The blackening of stools following oral iron supplementation is derived from the reaction of hydrogen sulphide produced by commensal bacteria, such as sulphate-reducing bacteria, with ferrous iron (Fe²⁺) to produce iron sulphide (FeS). Sulphate-reducing bacteria are a group of ‘emerging pathogens’ in the colon. These bacteria have an exceptionally high requirement for iron and use sulphur or sulphate, which are plentiful in the colon from the digestion of foods, as electron acceptors during anaerobic respiration, for the oxidative metabolism of organic compounds and H₂[57]. Indeed, Werner et al. have shown that numbers of Desulfovibrio (the main sulphate-reducing bacteria found in faeces) significantly increased following ferrous sulphate supplementation [28].

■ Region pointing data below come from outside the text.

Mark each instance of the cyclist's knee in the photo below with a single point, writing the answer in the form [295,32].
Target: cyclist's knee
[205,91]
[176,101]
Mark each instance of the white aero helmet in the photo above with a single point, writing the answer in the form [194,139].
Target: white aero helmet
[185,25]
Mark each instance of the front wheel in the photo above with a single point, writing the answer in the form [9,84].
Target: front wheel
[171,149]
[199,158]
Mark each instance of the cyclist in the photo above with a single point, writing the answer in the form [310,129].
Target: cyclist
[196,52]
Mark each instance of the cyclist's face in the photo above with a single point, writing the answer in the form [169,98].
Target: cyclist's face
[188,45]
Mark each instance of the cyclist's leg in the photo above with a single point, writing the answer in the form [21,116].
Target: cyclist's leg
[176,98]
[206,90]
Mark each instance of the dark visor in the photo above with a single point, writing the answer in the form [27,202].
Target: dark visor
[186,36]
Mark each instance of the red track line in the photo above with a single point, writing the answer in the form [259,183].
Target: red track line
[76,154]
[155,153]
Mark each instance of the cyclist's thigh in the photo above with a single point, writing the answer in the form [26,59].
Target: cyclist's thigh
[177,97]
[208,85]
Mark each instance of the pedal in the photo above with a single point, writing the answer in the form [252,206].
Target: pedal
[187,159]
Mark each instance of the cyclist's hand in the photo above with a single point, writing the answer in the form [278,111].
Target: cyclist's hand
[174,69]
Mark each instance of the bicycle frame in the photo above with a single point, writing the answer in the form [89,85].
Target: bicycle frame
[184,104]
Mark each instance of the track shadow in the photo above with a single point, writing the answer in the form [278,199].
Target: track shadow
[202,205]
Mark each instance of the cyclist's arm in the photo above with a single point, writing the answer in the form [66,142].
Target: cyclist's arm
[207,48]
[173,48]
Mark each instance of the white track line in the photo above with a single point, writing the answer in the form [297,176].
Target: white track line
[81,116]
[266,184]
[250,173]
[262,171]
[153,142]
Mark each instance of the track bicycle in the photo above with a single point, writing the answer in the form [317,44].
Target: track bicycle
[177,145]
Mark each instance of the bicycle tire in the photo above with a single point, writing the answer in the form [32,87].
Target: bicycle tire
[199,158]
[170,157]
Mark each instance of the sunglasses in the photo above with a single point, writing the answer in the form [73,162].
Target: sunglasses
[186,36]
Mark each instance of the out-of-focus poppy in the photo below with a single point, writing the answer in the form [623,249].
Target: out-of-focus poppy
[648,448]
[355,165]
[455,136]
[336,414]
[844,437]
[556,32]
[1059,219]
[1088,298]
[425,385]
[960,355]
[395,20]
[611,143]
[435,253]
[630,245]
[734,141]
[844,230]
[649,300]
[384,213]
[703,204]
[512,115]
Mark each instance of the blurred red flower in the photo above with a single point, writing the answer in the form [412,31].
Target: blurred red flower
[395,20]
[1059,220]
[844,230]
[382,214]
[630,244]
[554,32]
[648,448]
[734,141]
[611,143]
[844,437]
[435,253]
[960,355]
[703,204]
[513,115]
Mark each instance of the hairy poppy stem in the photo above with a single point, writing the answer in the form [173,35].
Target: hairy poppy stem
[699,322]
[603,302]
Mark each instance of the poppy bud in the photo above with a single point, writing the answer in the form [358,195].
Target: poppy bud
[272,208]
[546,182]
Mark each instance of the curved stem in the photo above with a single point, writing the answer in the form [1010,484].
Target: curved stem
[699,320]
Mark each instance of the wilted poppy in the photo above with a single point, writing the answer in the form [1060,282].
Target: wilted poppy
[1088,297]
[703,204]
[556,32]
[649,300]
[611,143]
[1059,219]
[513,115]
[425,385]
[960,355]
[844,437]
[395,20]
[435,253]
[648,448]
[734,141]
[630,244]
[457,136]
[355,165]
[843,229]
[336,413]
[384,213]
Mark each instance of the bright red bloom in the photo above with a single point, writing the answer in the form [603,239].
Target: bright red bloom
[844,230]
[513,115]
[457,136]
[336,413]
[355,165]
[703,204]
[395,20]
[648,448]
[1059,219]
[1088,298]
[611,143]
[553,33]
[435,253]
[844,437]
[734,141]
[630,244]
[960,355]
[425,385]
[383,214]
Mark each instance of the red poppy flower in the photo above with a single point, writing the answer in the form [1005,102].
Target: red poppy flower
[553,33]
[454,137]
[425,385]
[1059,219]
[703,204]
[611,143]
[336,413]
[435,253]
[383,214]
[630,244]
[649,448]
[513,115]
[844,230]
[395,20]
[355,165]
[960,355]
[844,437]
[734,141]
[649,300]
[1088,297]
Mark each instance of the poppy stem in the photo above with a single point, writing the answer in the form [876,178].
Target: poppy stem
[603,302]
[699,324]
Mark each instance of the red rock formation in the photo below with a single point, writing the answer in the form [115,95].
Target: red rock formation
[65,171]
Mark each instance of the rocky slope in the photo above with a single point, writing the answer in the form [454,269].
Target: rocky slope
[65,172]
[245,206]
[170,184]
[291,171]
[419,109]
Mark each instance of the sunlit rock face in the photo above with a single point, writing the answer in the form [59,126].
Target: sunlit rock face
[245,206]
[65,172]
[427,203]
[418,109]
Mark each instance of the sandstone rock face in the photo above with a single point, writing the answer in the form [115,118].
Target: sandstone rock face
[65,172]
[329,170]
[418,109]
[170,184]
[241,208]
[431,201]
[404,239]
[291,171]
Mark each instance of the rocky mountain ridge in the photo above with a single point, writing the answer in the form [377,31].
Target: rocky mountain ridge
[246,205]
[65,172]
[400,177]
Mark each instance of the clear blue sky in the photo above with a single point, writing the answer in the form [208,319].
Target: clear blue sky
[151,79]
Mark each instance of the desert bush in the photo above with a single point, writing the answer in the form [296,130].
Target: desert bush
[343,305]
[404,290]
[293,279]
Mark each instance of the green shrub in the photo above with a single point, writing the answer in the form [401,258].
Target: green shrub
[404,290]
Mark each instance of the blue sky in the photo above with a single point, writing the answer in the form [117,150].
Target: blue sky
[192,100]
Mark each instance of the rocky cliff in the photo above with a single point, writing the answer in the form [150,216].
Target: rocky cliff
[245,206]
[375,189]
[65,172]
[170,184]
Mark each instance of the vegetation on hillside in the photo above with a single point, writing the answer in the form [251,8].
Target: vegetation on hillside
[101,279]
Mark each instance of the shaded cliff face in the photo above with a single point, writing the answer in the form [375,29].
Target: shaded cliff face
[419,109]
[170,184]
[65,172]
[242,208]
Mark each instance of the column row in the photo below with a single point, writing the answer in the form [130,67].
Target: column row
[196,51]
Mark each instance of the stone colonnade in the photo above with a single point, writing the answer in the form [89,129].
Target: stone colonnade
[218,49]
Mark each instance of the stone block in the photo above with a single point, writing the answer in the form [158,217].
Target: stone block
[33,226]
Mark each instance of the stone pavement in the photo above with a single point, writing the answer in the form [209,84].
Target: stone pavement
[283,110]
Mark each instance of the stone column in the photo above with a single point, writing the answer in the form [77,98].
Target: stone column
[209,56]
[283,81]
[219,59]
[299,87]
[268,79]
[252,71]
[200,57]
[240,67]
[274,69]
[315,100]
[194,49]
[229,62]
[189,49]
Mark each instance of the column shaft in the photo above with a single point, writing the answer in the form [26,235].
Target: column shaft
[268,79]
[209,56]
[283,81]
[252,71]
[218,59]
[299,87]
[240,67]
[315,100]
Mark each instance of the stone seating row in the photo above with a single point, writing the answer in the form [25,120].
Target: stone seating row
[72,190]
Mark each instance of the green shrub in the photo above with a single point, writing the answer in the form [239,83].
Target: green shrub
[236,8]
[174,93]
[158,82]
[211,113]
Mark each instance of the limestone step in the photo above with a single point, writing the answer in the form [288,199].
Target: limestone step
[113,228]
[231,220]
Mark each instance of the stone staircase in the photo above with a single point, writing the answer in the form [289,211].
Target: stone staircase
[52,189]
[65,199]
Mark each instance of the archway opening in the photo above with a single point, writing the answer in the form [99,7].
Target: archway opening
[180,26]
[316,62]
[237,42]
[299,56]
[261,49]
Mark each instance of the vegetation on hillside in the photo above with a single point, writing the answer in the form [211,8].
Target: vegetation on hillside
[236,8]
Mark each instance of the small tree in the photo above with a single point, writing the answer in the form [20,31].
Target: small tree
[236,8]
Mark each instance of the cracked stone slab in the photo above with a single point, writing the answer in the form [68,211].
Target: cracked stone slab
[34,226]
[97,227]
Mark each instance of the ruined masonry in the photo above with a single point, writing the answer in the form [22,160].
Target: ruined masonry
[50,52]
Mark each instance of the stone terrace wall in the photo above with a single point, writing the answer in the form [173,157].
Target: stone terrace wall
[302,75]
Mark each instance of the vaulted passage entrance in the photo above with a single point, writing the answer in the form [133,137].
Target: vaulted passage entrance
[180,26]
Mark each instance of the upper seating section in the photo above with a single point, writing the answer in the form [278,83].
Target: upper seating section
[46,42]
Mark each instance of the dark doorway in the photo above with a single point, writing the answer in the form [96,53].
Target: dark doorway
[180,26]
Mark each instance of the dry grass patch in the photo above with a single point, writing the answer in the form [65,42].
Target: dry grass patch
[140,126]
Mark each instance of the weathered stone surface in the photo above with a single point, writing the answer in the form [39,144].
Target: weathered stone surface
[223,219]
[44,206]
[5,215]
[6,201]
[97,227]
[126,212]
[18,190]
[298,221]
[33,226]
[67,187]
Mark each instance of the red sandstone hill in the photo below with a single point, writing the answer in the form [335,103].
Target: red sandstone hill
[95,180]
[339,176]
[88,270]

A short and simple-to-answer gastrointestinal symptom questionnaire was developed as a tool to measure adverse-effects for use in intervention studies with oral iron and especially when ferrous sulphate comprises one study arm. The present small study aimed to show where the questionnaire had discriminatory power: i.e. which symptoms are more sensitive to oral ferrous sulphate therapy. The questionnaire was filled in by the study participants during the 7-days of the treatment period and the 7-days of the wash-out period and was discriminant in the total number of reported symptoms per participant between the iron and the placebo groups. Additionally, it showed that the individual symptoms that were significantly more sensitive to the oral iron treatment were heartburn, abdominal pain and the presence of black stools. Although there has been concern that black stools caused by oral iron may mask black stools caused by gastrointestinal blood loss, it is not per se an adverse-effect related to symptoms but, rather, it represents the formation of iron sulphide in the colon due to bacterial activity. However, it could be useful as a marker of the change in bacterial flora (i.e. an increase in sulphate-reducing bacteria at the expense of beneficial bacterial genus such as lactobacilli) in future intervention studies with oral iron and this could be further investigated.

Despite the uncomplicated format of the questionnaire, a large amount of data is generated. For example, in this small study, 20 participants provided 14 days of questionnaire each (i.e. 280 questionnaires) with 28 pieces of information per questionnaire: this represents 7,840 pieces of data recorded, for most, in a categorical format, for some in a binary form, and for others in a continuous format.

To facilitate analysis, the main outcomes were restricted to binary events (e.g. presence and absence of symptoms), and the categorisation of their severity was only focussed on data collected from boxes C, H and I of the questionnaire. Clearly, in future studies that utilise this questionnaire, researchers will need to determine whether (a) they collect all data or simplify the questionnaire even further so that only C, H and I are used and (b) if they collect all, how it should be best analysed.Finally, whether the whole questionnaire (Figure 1) is used, or a short version with only boxes C, H and I, a comments box may be a useful addition for patients/participants to provide detail that may inform upon their responses.